Differential bolt bosses on the bellhousing side:



Ribbing on gear side of differential:



Shifter mounting flange:




Front side of transmission:

[This message has been edited by fieroguru (edited 08-08-2017).]

Trinten AUG 09, 05:04 PM
I'm going to ask 'the dumb question' -- is it impossible or more difficult to swap all the guts from one case into the other? I imagine the exterior changes were for getting it to work in UK chassis... but excluding the gear ratio, wouldn't all the internal dimensions of the cases be the same?
fieroguru AUG 09, 05:39 PM

quote
Originally posted by Trinten:

I'm going to ask 'the dumb question' -- is it impossible or more difficult to swap all the guts from one case into the other? I imagine the exterior changes were for getting it to work in UK chassis... but excluding the gear ratio, wouldn't all the internal dimensions of the cases be the same?
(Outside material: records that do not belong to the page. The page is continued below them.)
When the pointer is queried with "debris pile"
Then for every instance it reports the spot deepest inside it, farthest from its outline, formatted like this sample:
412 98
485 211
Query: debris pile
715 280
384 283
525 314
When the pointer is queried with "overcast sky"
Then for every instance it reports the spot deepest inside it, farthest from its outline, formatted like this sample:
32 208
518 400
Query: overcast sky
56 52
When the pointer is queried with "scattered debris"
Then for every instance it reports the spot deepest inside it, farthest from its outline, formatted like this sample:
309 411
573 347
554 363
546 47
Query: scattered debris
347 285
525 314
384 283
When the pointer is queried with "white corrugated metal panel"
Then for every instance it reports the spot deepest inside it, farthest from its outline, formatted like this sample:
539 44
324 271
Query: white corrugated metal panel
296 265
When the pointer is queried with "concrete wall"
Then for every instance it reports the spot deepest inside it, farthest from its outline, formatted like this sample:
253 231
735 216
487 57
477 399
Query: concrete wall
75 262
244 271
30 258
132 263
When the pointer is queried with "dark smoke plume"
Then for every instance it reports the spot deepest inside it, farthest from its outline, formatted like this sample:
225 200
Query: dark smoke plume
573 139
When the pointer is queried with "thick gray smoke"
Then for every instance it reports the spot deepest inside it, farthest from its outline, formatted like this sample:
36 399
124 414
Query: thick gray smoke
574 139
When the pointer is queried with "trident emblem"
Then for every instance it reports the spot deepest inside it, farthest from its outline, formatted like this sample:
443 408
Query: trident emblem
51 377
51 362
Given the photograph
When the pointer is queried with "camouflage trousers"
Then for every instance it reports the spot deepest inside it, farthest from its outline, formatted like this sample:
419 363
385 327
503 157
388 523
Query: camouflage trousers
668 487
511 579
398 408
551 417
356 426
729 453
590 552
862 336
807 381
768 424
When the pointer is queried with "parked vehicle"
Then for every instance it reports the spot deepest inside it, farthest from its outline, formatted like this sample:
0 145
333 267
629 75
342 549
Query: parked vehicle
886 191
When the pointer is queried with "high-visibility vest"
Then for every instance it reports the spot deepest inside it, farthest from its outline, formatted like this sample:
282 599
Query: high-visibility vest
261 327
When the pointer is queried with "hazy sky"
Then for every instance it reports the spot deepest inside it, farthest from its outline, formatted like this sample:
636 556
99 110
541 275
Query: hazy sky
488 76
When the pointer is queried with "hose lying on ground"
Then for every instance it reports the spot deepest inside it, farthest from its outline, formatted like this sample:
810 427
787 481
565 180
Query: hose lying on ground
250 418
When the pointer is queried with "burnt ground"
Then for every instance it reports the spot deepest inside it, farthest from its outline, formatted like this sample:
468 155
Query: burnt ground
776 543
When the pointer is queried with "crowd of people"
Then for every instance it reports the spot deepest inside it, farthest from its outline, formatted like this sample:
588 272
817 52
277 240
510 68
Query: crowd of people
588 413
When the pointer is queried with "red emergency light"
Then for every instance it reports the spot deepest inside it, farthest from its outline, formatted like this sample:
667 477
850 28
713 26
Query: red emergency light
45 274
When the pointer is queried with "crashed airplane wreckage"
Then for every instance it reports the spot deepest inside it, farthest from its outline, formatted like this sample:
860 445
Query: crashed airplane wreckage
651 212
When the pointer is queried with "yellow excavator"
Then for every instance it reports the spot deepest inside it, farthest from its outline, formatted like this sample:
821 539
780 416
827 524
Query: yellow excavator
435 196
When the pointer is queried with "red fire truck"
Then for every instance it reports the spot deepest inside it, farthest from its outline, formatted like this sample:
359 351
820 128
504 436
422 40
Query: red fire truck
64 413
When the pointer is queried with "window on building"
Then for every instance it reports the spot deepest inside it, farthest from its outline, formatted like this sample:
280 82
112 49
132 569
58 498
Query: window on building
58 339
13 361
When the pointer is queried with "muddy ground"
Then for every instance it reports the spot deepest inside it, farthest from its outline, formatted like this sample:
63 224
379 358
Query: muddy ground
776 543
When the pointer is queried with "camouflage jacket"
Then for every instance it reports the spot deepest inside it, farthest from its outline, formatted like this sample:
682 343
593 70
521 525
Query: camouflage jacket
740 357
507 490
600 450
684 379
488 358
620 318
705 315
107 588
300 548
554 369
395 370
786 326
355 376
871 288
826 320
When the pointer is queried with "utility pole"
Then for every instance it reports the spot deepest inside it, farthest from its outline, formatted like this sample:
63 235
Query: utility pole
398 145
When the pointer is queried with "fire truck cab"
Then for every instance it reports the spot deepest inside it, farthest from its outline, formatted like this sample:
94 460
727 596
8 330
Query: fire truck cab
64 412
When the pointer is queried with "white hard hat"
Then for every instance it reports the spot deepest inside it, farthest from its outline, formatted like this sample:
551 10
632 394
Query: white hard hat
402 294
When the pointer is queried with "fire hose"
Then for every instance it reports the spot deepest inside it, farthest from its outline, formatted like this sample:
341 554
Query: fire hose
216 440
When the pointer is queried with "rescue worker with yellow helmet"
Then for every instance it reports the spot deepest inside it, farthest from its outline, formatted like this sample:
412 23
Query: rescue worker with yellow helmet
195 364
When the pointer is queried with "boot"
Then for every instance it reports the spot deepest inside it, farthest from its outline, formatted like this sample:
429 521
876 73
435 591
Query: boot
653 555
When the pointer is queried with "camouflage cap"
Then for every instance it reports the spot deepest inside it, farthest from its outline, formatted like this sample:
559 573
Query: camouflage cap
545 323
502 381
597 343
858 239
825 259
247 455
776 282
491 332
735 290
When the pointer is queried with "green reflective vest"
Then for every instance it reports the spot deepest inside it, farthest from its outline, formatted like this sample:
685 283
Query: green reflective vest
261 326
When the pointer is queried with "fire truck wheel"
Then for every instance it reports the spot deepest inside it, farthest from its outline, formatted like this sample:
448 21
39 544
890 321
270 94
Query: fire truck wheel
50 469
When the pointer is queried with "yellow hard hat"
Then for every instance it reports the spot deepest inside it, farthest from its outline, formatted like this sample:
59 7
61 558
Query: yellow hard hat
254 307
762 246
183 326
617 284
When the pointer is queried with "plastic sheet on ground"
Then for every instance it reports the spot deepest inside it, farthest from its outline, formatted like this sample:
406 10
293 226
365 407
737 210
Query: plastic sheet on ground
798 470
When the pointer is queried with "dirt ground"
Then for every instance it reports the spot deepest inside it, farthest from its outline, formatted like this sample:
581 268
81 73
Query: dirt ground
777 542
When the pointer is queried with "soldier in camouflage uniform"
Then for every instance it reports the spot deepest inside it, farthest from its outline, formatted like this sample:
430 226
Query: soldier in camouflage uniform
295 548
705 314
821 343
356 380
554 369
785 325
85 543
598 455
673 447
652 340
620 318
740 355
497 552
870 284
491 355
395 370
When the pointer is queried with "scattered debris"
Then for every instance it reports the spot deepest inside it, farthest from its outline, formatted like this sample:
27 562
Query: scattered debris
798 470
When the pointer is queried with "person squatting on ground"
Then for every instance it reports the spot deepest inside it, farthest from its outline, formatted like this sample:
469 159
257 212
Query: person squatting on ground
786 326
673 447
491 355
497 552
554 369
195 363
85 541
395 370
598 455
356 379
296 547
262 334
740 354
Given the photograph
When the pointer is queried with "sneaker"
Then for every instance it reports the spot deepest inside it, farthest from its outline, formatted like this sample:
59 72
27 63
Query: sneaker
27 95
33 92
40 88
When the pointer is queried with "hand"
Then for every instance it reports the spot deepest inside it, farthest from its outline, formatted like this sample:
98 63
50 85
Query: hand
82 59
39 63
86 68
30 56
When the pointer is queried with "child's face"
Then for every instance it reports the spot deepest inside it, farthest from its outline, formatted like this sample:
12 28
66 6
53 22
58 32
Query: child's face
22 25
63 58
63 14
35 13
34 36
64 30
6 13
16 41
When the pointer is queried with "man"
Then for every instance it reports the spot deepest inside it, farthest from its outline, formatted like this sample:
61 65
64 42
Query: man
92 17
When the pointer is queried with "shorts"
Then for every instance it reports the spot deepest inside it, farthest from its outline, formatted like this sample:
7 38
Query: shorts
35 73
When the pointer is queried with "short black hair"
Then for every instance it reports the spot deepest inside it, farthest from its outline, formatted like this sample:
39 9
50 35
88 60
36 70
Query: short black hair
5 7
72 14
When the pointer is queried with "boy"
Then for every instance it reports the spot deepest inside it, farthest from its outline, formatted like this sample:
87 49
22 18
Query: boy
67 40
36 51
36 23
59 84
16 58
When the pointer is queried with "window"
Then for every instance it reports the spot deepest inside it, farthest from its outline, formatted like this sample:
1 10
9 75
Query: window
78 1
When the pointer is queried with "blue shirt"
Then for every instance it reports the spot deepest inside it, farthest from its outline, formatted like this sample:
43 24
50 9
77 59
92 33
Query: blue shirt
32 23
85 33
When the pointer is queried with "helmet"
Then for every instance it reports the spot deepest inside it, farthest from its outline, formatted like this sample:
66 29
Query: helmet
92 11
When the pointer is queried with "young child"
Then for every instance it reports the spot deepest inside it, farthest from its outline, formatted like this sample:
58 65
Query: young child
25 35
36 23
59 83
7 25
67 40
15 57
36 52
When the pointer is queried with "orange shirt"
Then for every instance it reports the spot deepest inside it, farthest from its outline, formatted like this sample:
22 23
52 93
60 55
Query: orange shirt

In theory you "should" be able to do a complete guts swap from one case to the other, but that needs to be verified to know for sure. The primary issue with that is that the guts swap would get you the 3.09 final drive, but it would also bring over an even crappier 1st gear.

To get the hybrid gear setup, I will have to tear down the input shaft, both intermediate shafts, and swap over the differential gear. That just gets the desired ratios. At that point it shouldn't matter which case I use, but GM changed the shifter setup to reduce the neutral rattle, and the later model case appears to be stronger. If I want these additional benefits, then I will need to do the additional work to use the later model gear side case.

code:

Trans Final Drive 1st 2nd 3rd 4th 5th 6th
G6 3.55 3.77 2.04 1.32 0.95 0.76 0.62
MYJ 3.09 4.17 2.13 1.32 0.95 0.76 0.62

Hybrid 3.09 3.77 2.04 1.32 0.95 0.76 0.62


Trinten AUG 09, 07:52 PM
Got it, so to use the old case and get all the ratios you want, it would be more work because of a more involved tear-down. And to your point, the new case may be much stronger (which I think makes sense, since AWD would be heavier shock loading, right?)